IRC Section 409A determines when an employee is taxed for stock-based compensation awards (see SC 10.2.6
, SC 10.6.3
, SC 10.6.4
, and SC 10.6.5
). Section 409A provides a broad definition of nonqualified deferred compensation and provides rules related to the timing of elections and distributions under deferred compensation arrangements. In addition to affecting deferrals of cash compensation, IRC Section 409A has significant implications for stock-based compensation plans.
While Section 409A includes a very broad definition of nonqualified deferred compensation, the regulations confirm that ISOs, qualified ESPPs, and restricted stock awards (but not restricted stock units) are specifically exempt from the provisions of IRC Section 409A. In addition, the regulations provide that nonqualified options are not deferred compensation and are not subject to Section 409A if:
- The option is over "service recipient stock;"
- The exercise price of the option can never be less than the fair market value of the underlying stock on the grant date;
- The receipt, transfer, or exercise of the option is subject to taxation under IRC Section 83; and
- The option does not include any deferral feature other than deferral of income from the grant date until the option exercise date.
Options with a floating exercise price that could be less than the fair market value of the stock on the grant date will be treated as deferred compensation under Section 409A. Further, the payment of a dividend equivalent contingent upon the exercise of the option will be treated as a reduction in the exercise price causing the option to be deferred compensation under Section 409A. Companies should review their plans to ensure that the exercise price and dividend equivalent rights meet the requirements under Section 409A.
The regulations include a similar exception for both cash- and stock-settled SAR plans.
In order for both nonqualified stock options and SARs to be exempt from Section 409A, the award must be over "service recipient stock." Generally, a stock right may cover common stock of the employing company or another company directly up the corporate chain. The rules regarding service recipient stock are complex and should be carefully examined in each individual circumstance. The regulations provide that service recipient stock is any class of stock that is common stock for the purposes of IRC Section 305. Any class of common stock may be used, even if another class of service recipient stock is publicly traded or has a higher aggregate value outstanding, provided that the common stock does not have a preference to distributions and cannot be subject to mandatory repurchase (other than a right of first refusal) or a put or call right that is not a lapse restriction, unless the price paid is the current fair market value on the repurchase event.
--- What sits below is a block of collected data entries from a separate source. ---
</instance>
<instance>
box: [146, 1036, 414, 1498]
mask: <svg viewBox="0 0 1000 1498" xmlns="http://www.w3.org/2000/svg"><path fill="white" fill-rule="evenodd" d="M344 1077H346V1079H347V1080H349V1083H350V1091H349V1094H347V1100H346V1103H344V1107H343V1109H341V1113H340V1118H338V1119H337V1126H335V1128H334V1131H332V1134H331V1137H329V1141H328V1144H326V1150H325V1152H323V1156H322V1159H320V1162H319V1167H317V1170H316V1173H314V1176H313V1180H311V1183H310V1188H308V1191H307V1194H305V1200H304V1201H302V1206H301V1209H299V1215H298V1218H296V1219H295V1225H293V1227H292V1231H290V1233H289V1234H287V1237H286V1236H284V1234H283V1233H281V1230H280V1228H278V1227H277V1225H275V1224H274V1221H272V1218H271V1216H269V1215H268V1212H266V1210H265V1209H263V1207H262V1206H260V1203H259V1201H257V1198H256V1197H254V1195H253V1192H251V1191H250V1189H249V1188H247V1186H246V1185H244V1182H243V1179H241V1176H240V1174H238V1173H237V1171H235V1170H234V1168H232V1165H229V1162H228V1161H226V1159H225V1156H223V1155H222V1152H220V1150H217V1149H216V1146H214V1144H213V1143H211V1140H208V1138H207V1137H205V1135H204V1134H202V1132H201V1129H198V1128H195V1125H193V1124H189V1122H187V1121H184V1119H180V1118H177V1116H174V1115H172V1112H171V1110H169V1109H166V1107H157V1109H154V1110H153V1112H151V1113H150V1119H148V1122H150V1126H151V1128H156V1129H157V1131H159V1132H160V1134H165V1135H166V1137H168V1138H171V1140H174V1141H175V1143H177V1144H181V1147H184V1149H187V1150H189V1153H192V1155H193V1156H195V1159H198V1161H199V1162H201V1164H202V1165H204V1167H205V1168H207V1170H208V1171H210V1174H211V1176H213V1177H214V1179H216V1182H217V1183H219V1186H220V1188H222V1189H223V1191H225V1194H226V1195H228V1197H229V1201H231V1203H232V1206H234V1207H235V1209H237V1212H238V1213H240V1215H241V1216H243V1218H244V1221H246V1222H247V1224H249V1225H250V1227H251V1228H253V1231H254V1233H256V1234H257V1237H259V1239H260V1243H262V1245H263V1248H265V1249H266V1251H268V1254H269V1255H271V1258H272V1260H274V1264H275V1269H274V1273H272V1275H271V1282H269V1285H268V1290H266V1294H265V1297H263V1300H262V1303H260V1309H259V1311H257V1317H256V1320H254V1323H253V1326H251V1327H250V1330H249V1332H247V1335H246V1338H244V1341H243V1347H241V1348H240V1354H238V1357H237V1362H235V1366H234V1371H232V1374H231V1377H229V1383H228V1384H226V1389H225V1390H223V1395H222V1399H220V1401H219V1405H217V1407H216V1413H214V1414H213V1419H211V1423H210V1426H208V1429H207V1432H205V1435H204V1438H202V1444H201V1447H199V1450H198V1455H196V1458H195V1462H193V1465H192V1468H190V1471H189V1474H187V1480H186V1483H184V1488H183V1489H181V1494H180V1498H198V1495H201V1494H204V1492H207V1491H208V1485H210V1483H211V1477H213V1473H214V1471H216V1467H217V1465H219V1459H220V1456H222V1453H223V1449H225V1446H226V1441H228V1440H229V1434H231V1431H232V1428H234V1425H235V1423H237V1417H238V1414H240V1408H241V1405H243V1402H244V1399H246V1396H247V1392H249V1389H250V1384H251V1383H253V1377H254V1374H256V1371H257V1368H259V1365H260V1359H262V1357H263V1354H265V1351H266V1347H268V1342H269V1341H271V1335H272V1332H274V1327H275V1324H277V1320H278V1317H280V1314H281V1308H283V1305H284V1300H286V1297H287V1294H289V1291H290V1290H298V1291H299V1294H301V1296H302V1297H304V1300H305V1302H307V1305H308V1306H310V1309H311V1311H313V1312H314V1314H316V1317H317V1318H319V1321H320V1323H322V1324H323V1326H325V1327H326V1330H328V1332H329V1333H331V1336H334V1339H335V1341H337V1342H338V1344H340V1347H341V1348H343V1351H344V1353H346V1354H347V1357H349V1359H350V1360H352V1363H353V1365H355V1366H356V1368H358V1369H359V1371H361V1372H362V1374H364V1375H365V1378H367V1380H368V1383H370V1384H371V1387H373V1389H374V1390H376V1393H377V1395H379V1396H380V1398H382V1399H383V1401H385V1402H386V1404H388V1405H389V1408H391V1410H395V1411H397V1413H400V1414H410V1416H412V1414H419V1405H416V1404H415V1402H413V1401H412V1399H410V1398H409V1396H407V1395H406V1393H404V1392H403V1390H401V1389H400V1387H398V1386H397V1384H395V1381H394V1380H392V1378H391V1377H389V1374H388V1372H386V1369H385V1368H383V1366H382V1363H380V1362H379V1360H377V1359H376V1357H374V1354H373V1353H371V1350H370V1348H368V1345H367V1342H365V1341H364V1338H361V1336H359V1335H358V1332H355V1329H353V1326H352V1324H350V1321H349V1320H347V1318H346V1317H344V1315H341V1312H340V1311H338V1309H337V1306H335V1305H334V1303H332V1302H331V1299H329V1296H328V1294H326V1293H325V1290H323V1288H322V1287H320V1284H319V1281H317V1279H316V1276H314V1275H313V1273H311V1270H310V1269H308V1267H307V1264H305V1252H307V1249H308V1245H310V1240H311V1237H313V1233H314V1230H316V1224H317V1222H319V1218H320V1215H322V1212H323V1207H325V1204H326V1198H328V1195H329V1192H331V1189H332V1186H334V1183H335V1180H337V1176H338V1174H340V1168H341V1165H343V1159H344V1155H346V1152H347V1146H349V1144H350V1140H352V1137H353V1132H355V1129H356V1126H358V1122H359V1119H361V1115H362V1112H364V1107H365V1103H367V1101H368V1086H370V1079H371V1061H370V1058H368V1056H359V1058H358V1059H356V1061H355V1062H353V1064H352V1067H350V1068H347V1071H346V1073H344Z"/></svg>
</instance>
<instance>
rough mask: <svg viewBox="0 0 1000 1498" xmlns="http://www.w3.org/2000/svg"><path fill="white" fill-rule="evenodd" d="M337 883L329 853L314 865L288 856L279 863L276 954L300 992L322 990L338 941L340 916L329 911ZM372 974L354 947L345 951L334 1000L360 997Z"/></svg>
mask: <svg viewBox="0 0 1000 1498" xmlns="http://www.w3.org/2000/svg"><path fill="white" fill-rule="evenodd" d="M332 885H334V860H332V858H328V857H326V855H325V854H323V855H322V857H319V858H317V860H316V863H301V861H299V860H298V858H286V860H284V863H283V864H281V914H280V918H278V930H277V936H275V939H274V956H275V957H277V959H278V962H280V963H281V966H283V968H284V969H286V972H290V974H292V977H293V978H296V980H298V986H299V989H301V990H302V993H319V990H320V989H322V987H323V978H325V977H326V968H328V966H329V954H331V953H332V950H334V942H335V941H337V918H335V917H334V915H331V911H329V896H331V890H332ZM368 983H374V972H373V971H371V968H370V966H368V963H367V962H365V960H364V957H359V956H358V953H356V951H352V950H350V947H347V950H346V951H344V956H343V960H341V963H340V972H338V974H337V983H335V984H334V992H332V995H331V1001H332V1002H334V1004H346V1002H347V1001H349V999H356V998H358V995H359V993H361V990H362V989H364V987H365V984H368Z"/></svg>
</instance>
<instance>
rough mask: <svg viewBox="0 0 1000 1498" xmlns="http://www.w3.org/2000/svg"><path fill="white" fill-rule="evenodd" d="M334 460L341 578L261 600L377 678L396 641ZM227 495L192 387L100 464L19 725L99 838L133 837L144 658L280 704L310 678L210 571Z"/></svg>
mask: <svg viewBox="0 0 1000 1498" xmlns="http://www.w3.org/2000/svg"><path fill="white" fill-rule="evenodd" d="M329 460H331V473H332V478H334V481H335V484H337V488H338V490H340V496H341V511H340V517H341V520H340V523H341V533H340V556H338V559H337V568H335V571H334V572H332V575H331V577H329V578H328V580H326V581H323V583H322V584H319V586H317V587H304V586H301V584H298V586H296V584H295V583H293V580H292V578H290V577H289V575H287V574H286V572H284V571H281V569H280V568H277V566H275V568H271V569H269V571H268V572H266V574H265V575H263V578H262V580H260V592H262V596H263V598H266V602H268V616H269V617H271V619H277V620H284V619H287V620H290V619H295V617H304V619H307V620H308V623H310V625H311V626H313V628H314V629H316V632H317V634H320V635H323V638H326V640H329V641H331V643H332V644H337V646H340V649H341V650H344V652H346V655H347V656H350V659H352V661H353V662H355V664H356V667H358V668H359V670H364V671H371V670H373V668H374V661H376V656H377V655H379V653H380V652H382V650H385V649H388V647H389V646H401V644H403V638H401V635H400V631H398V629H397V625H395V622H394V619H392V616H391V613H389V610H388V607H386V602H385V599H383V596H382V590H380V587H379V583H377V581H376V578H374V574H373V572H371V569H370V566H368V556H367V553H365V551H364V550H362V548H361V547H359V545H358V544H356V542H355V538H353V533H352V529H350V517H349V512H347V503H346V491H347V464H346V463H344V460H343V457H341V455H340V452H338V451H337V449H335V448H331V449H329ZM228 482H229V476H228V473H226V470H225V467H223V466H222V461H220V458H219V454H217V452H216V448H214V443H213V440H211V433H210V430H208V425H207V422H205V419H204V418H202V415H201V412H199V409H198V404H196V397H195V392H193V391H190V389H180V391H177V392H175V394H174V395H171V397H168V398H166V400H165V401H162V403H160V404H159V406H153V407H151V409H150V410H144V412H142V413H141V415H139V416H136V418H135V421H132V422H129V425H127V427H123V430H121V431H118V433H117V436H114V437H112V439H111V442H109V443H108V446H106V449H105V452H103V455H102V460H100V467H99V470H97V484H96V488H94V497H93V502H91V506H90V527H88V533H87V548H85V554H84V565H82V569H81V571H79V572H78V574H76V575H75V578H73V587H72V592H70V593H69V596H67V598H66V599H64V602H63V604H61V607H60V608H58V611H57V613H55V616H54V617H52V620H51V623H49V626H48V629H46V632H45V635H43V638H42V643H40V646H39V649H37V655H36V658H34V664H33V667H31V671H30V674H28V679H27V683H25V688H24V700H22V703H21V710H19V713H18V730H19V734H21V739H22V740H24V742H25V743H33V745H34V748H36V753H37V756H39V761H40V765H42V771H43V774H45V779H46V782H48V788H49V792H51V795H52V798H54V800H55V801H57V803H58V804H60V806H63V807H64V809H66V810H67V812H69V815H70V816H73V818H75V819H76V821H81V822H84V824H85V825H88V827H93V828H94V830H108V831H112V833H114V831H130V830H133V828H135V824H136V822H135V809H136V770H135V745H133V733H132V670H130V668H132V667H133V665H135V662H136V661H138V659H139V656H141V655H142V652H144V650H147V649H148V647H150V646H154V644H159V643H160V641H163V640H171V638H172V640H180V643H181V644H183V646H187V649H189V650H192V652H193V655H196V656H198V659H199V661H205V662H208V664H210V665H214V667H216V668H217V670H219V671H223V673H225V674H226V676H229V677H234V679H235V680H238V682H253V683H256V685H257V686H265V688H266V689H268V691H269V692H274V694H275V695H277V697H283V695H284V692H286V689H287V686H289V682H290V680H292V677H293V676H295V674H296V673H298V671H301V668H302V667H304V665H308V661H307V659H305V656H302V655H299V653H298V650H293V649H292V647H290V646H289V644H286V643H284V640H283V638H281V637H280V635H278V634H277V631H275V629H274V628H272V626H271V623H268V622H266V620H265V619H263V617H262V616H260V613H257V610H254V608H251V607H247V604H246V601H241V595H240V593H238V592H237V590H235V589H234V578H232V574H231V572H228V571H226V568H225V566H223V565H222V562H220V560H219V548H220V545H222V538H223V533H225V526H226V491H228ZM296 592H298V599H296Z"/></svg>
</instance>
An American Depository Receipt or American Depository Share, to the extent that the stock is traded on a foreign exchange, continues to qualify as service recipient stock.
Other stock-based compensation grants may be exempt from IRC Section 409A if the compensation is paid during the "short-term deferral period." The Treasury Regulations provide an exclusion to Section 409A for compensation that is paid in the year of vesting or no later than 2 1/2 months after the end of the later of the employer's tax year or the employee's tax year in which vesting occurs. Thus, for example, an RSU that transfers the stock in the year of vesting is generally excluded from Section 409A.
Stock-based compensation awards that do not fall within the exceptions are generally subject to the requirements of IRC Section 409A. Section 409A imposes restrictions on the timing and form of deferral elections, the timing of distributions/payments and the use of certain trusts to fund the arrangements. If these requirements are not met, the individual is subject to accelerated taxation, enhanced underpayment interest, and an additional 20% tax.